JUBA — On this day, 9th January, in 2005, Sudan marked a historic turning point when the warring Sudan People’s Liberation Movement/Army (SPLM/A) and the National Congress Party (NCP) signed the Comprehensive Peace Agreement (CPA) in Nairobi, Kenya.
The CPA formally ended the Second Sudanese Civil War, a conflict that had lasted over two decades and claimed the lives of an estimated two million people.
The agreement was the result of prolonged negotiations mediated by the Intergovernmental Authority on Development (IGAD) with strong regional and international support.
Key provisions of the CPA included a six-year interim period of shared governance between North and South Sudan, wealth and power sharing arrangements, particularly regarding oil revenues, security arrangements, including the formation of Joint Integrated Units, and recognition of the right to self-determination for Southern Sudan through a referendum.
The 250-page agreement created an extensive system of relations between the north and the south.
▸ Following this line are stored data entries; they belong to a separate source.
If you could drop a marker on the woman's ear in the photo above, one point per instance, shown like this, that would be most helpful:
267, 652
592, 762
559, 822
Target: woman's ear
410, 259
Experts described it as a document of tremendous intricacy, a stark reminder that Sudan was torn by multiple intersecting conflicts and not just by a division between the Arab and Islamic north and the African and Christian or animist south, as is often portrayed.
The CPA paved the way for the 2011 referendum, in which the people of South Sudan voted overwhelmingly for independence, leading to the creation of the Republic of South Sudan on 9 July 2011.
Despite later challenges and conflicts, the signing of the CPA remains one of the most significant milestones in Sudanese and African peace-making history.